Your friend who's an actor tells you everything is great, brilliant, apart from the acting, which is really bad and "by the way, I played a drug dealer once and you should have cast me as the drug dealer." You remind them the drug dealer in this film is 9, with a moustache, which is different to the actor giving you feedback who is a 24 year old model. But they say "I can play a drug dealer." So anyways, you say thanks and off they go and you begin to cry because your film has really bad actors.
And then your friend, the composer, says everything is great, especially the acting, although the music is really bad and drowns out all the action, and then the composer reminds you they won 'Best Music In A Short Film 2008' as well as 'Most Likely To Be Good At Composing, East Frimley School Contest 1986'.
So you consider cutting the actors and keeping the music, or maybe cutting the music and keeping the actors. You settle on cutting the actors and cutting the music, and suddenly your film is only eight seconds long.

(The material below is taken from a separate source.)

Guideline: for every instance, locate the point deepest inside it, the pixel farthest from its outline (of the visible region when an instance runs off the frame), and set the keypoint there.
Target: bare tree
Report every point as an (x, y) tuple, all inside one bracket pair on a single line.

So you find alternate takes and alternate music and put them all in. And then you show it to your best friend, who politely says "What the fuck? Aren't you famous yet? Hasn't Spielberg phoned? After all these years nobody has really cared about what you do so isn't it time you got real and did something productive with your life?" You take their feedback constructively, and fill out a McDonalds recruitment form.
And then you show your family the film and they say "This is amazing! You're our little star. It's wonderful. You're special!" - so you immediately feel confident and loved again, and ignore the fact that anything less than special that you do from now on will make you feel inferior and a failure to your family for the rest of your life.
So now you're rolling again and ready to release your mini masterpiece. And then you show it to the dude on Facebook who wants to make a movie, and he says "I really liked it. I especially like your liberal use of film language, and the way you playfully made things nonsensical and abstract, I especially liked your use of bad wind/microphone noises and I loved the way you wrote really bad dialogue and were okay with that." You say, defensively, "when did you ever make a film?" - And he says "Shut the fuck up, it's been four weeks and McDonalds still haven't got back to you."
And suddenly you realise that nobody knows anything. Especially you. And that actor you love, it turns out they may be really fucking awful. And that actress who couldn't act, turns out maybe she's the most realistic one in the film.
Nobody knows anything. If you show the film to thirty people, there'll be thirty people to tell you what's wrong with your film, and thirty people to like things about it that you didn't even think of. Aside from 'The Godfather' and 'Shawshank Redemption' - it's been the same for every film in history. So all you can do is take one final look at it and then declare it as the final cut.
Then it's time to get those pennies you earned at McDonalds; get some envelopes and stamps, and enter some film festivals. And then, eventually - something good might come of all this.